Monday, January 7, 2013

Who Speaks for the Poor?
 
The poverty of our century is unlike that of any other. It is not, as poverty was before, the result of natural scarcity, but of a set of priorities imposed upon the rest of the world by the rich. Consequently, the modern poor are not pitied...but written off as trash. The twentieth-century consumer economy has produced the first culture for which a beggar is a reminder of nothing. ~John Berger

I feel the discern John Berger speaks of when talking about the poor and how our society today writes the impoverished off as trash. People become trash when they are blamed for being poor like it was a choice in today’s economy. Education, equal pay, family values that promote both parents financially supporting children are used as a way to blame the impoverished for their meager financial circumstances.

The thought that life happens and all people really aren’t created equal are never discussed by the rich as a cause of poverty. The well-to-do blame the poor for being in a lower class able to be used and abused by the “rich.” A revolt or some calamity is needed in order for the blame for poverty to be placed on those who have created a class of people living in poverty.

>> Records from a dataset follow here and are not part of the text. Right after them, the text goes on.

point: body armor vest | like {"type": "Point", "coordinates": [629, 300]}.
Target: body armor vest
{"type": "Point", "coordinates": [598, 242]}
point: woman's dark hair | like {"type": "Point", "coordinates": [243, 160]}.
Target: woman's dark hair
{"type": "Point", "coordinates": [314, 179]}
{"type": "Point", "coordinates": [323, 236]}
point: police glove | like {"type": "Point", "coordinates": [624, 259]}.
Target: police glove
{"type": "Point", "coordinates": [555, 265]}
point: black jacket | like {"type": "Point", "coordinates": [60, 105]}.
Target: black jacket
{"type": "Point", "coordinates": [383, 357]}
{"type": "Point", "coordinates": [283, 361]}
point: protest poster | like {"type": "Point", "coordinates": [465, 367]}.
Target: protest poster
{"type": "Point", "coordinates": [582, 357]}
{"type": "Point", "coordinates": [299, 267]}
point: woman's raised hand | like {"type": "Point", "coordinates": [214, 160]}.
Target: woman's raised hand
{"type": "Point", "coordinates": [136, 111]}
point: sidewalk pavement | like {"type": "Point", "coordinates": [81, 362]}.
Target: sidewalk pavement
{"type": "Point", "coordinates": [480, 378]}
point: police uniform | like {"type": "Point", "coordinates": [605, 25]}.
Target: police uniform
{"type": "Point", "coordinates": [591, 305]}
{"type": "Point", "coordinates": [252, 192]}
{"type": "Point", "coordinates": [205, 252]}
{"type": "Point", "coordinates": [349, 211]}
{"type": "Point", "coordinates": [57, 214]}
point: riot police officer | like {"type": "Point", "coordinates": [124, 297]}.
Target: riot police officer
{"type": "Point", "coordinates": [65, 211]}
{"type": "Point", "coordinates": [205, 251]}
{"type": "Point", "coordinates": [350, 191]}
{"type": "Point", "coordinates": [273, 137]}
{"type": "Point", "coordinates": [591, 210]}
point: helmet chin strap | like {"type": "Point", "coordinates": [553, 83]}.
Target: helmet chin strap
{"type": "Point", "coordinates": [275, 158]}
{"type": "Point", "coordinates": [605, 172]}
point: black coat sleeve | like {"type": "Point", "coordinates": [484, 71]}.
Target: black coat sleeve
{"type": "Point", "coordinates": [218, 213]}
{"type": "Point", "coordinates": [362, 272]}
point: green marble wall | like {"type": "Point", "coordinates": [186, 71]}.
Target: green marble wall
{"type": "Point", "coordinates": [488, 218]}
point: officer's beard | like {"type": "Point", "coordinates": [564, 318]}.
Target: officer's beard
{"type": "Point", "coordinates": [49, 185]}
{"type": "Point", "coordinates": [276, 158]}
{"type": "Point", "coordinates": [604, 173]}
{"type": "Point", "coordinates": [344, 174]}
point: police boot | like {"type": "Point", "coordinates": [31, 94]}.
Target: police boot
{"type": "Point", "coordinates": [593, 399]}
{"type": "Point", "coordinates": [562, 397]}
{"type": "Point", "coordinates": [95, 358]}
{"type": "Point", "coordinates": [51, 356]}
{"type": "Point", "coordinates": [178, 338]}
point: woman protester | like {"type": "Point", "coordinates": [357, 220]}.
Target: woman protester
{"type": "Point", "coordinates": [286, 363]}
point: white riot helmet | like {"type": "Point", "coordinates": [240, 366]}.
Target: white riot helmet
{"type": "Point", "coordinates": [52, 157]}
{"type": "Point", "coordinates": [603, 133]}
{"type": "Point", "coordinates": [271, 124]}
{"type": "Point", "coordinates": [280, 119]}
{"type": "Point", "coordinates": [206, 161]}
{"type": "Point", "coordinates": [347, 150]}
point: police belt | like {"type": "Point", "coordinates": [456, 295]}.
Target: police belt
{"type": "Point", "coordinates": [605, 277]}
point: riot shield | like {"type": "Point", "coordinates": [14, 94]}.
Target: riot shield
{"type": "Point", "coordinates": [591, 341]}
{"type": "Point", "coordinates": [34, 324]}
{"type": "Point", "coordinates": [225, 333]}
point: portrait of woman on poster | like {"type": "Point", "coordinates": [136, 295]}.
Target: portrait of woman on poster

What will the calamity to be though? Will the poor rise up in a revolt against the well-to-do? With the political creation of the fiscal cliff and debt ceiling and the news coverage that keeps us all informed of when our economy will crash and burn a class of people have been give a voice; albeit a newly disgruntled voice soft voice it is a voice still the same.

With the protests by the Occupy Movement in 2012 to the re-election of President Obama over the well-to-do Mitt Romney a voice representing the impoverished has risen and become news worthy. How long will it take before the voice of the impoverished becomes a cry for revolution? As Americans when we vote we are voting as revolutionaries, but voting against calamity.

If anyone has seen the new television series Revolution you are watching the likelihood of what our future may entail. Do we really want to learn the value of each other as free men by losing all that we have come to rely on such as food, water and utilities?

As take the train to work each day. People heard on to the train and in/out of the terminal like cattle being sent to slaughter. People are sleeping on benches others are asking for change for something to eat while others are too proud to ask for help and choose to suffer in the corners of the station huddling to keep warm and trying to become invisible so they aren’t looked at with disdain and asked to leave the premise.

The poor may have a new voice, but it is the well-to-do who are doing the talking. Our politicians are talking about the poor, but they really aren’t saying anything to help the living conditions of the impoverished. But how could they give help to the poor? In order to raise the living standards of the poor the well-to-do would have to sacrifice something they covet. Unfortunately coveting is what the well-to-do do best which means the poor will remain figments in the imagination of the politicians who have been voted in to serve those whom they choose not to see for their own selfish comfort.